The News Sun is an American daily newspaper published in Kendallville, Indiana. It is the flagship newspaper of KPC Media Group.

It covers the city of Kendallville and several nearby communities in LaGrange and Noble counties.

==History==
Though it numbers its issues from August 1911 and celebrated 2011 as its 100th anniversary, The News Sun—known as the Kendallville News-Sun before July 1984—can trace its history back to the mid-19th century, through the Daily News and Daily Sun newspapers that merged in 1911 and the succession of weekly newspapers that preceded them.

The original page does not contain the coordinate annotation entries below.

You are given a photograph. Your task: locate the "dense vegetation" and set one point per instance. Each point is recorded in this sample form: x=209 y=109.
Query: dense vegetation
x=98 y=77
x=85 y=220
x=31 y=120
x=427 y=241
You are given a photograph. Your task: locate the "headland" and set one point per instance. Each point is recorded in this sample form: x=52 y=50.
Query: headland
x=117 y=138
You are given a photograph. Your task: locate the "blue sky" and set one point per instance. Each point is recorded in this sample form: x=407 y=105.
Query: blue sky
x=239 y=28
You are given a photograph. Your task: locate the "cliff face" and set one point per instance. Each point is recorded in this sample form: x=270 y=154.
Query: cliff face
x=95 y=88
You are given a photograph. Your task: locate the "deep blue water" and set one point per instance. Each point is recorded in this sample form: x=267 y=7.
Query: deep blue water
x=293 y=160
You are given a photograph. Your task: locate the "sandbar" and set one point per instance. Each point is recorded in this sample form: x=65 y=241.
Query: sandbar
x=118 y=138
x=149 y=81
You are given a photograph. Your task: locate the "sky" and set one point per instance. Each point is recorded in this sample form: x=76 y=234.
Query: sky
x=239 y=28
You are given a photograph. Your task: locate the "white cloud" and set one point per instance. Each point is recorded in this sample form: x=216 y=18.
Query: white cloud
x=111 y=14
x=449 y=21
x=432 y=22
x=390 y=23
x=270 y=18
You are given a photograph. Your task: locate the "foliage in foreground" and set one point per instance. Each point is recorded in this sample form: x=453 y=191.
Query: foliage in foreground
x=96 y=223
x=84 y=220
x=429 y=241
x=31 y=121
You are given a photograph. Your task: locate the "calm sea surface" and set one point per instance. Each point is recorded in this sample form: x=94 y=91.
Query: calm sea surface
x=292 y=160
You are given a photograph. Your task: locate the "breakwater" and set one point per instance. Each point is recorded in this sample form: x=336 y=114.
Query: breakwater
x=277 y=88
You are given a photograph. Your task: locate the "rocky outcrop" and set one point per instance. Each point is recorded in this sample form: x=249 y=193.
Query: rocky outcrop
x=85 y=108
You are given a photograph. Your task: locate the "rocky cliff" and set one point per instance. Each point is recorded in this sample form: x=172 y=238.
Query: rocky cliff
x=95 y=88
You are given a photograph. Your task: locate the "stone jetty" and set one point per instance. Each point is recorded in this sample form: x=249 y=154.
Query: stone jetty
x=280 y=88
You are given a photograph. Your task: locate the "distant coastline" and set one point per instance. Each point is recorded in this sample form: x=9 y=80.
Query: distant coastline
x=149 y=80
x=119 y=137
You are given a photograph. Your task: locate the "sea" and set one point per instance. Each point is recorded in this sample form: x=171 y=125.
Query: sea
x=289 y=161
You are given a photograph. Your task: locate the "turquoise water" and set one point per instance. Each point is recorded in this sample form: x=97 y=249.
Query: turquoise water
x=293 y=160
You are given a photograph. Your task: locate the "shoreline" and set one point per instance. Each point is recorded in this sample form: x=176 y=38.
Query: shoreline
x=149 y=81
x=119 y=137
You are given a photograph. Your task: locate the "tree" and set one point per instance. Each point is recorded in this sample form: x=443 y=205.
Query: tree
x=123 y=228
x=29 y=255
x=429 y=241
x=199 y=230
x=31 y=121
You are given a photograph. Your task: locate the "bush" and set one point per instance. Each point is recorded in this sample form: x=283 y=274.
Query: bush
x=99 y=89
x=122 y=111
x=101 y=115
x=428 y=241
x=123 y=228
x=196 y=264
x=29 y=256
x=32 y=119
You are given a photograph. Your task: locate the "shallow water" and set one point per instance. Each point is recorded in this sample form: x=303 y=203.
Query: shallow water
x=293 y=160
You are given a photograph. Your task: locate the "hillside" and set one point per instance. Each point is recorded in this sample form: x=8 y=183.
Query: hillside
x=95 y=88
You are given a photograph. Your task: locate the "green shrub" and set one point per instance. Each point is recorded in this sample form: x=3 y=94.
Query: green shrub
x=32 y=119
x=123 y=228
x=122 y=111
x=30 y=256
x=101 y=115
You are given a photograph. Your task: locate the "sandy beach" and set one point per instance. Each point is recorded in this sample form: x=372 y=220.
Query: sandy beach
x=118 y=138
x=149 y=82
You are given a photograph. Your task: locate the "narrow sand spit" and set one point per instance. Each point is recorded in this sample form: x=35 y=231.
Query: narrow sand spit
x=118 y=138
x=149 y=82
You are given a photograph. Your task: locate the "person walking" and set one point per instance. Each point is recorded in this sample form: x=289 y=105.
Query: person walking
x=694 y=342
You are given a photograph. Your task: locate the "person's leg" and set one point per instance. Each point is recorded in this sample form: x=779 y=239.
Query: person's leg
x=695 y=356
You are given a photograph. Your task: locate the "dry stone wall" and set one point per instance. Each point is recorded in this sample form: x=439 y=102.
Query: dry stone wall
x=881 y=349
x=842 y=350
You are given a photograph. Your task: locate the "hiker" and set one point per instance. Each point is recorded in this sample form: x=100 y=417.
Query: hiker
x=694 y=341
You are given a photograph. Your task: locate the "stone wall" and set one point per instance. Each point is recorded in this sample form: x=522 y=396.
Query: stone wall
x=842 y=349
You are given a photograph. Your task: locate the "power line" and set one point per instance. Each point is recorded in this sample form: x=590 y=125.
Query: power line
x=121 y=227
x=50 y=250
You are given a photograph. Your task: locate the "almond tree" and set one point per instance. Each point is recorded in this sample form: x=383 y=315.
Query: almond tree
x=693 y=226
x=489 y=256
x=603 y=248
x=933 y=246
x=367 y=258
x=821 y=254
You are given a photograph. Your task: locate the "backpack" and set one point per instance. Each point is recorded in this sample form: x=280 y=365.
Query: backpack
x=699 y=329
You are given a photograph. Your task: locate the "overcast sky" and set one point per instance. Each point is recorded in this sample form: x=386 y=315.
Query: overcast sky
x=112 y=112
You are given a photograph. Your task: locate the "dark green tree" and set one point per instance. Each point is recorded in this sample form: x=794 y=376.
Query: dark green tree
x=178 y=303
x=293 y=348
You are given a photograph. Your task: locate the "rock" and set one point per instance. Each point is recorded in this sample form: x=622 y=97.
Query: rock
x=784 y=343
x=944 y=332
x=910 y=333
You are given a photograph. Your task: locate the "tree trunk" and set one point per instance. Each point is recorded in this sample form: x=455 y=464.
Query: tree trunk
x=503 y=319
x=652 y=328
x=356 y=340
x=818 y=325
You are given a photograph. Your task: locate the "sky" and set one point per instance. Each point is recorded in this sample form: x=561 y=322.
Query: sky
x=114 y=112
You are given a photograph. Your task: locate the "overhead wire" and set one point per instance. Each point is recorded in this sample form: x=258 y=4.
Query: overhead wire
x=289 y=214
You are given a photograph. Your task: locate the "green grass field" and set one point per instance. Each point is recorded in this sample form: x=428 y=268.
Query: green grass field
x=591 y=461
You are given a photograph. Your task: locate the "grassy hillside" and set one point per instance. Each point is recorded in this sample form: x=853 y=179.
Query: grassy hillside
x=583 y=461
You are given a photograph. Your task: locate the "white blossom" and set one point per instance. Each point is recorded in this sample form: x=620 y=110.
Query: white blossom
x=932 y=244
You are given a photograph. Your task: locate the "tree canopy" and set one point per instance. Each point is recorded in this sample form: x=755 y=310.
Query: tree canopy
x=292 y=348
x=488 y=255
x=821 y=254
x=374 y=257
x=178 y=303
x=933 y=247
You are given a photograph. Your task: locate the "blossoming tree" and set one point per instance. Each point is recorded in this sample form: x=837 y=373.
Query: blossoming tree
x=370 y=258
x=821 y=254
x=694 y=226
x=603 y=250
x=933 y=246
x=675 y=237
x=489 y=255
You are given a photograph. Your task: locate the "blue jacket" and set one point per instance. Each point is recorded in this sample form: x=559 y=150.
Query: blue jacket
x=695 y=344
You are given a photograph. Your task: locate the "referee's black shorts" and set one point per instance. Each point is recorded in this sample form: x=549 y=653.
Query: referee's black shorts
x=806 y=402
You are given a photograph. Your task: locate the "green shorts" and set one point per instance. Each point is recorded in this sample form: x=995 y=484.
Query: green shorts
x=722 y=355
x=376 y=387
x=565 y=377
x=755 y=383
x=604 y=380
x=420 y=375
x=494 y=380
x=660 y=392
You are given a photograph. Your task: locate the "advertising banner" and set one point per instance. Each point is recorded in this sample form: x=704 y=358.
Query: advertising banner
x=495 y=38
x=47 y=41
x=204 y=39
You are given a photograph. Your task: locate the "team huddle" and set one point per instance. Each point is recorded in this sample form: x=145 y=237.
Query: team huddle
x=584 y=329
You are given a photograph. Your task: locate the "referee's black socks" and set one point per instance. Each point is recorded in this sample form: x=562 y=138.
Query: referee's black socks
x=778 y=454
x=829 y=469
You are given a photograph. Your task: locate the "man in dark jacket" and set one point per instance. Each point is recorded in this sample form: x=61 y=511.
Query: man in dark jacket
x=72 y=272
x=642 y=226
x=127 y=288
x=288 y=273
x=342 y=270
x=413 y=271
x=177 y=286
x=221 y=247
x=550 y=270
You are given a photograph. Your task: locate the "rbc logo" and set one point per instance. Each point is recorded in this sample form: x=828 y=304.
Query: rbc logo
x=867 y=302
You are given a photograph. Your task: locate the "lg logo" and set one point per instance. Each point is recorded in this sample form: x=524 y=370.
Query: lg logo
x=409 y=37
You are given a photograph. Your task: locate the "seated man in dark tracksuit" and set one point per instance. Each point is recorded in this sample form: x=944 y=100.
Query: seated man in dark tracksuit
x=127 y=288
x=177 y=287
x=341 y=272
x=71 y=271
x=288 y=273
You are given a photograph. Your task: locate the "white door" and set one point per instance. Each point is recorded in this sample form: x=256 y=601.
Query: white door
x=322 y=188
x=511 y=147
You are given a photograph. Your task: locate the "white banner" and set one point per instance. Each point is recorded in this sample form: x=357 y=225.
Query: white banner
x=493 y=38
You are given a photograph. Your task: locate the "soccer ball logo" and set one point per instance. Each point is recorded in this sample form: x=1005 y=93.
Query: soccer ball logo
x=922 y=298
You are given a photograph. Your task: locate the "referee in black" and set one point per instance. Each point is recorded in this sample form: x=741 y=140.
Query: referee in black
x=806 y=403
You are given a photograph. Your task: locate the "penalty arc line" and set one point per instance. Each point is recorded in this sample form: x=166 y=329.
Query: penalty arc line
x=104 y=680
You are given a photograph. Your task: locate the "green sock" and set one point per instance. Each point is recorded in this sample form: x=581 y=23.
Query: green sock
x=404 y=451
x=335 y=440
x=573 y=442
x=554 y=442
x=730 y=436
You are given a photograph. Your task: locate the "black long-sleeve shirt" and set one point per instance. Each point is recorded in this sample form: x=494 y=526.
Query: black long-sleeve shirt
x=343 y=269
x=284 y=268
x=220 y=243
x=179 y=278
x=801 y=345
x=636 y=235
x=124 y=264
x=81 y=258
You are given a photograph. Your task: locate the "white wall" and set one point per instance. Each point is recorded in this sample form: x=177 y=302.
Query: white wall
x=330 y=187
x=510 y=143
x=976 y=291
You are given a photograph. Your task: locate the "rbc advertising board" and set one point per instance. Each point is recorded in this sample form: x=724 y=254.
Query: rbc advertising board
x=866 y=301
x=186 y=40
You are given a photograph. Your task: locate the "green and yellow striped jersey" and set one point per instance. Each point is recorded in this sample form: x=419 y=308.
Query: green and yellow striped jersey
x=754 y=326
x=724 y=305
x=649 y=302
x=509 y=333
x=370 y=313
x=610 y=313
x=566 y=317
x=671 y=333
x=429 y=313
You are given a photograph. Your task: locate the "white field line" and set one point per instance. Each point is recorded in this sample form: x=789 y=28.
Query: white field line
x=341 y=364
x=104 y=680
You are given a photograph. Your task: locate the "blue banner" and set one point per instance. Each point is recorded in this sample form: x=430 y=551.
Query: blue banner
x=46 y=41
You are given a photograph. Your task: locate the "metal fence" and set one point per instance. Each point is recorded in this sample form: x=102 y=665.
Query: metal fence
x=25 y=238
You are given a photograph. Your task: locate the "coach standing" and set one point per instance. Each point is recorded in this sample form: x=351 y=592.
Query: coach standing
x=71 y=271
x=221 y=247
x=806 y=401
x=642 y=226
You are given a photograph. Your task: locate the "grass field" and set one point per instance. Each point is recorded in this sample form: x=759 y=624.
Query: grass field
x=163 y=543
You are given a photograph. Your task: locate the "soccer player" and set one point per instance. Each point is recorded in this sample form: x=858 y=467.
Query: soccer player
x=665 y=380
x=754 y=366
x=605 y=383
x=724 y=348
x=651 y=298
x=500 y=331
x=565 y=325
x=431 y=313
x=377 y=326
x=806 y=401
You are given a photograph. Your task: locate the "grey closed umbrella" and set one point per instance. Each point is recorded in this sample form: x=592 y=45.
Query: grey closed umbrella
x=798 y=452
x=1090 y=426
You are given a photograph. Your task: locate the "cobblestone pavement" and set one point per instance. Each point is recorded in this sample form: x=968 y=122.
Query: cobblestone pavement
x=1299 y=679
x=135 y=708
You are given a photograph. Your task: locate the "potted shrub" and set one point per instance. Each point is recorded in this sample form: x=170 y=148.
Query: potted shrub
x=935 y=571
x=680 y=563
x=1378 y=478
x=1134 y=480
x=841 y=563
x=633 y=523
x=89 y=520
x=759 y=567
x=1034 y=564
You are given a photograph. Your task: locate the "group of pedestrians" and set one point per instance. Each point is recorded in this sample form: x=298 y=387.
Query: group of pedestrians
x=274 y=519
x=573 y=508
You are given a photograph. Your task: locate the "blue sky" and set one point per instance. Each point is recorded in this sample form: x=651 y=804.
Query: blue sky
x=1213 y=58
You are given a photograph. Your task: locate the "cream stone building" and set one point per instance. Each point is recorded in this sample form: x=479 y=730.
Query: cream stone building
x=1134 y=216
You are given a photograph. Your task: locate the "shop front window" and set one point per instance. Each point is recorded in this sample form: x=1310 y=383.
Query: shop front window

The Daily Suns oldest predecessor was the weekly Noble County Journal, founded c. 1860; it later became the Kendallville Standard. The Weekly News began in 1877. By 1906 both had converted to dailies; in 1911 the two newspapers' publishers, O.E. Michaelis and George W. Baxter, established Kendallville Publishing Company Inc. and merged their papers. They established offices on North Main Street in Kendallville, in the same building where The News Sun and KPC Media Group remain headquartered today, more than 100 years later.

Baxter and Michaelis sold the newspaper to Charles O. Merica in 1913; his wife Alice Merica inherited it in 1918 and remained publisher until her death on January 25, 1969, at age 103. She was the oldest newspaper publisher in the United States.

Originally an afternoon newspaper printed six days per week, in 2000 The News Sun added a Sunday edition and on April 6, 2009, it converted to morning publication.

==Sister papers==
The News Sun is one of three daily newspapers published by KPC Media Group; the other two, both of which cover adjoining counties, are The Herald Republican and The Star.

The company also owns multiple weekly publications in Noble County, DeKalb County, Allen County and Whitley County.

Among those weekly publications is The Advance Leader, which overlaps with The News Suns coverage in western Noble County. The Advance Leader was formed May 14, 1975, after KPC purchased and merged the Cromwell Advance of Cromwell (founded 1912) and the Ligonier Leader of Ligonier (1880).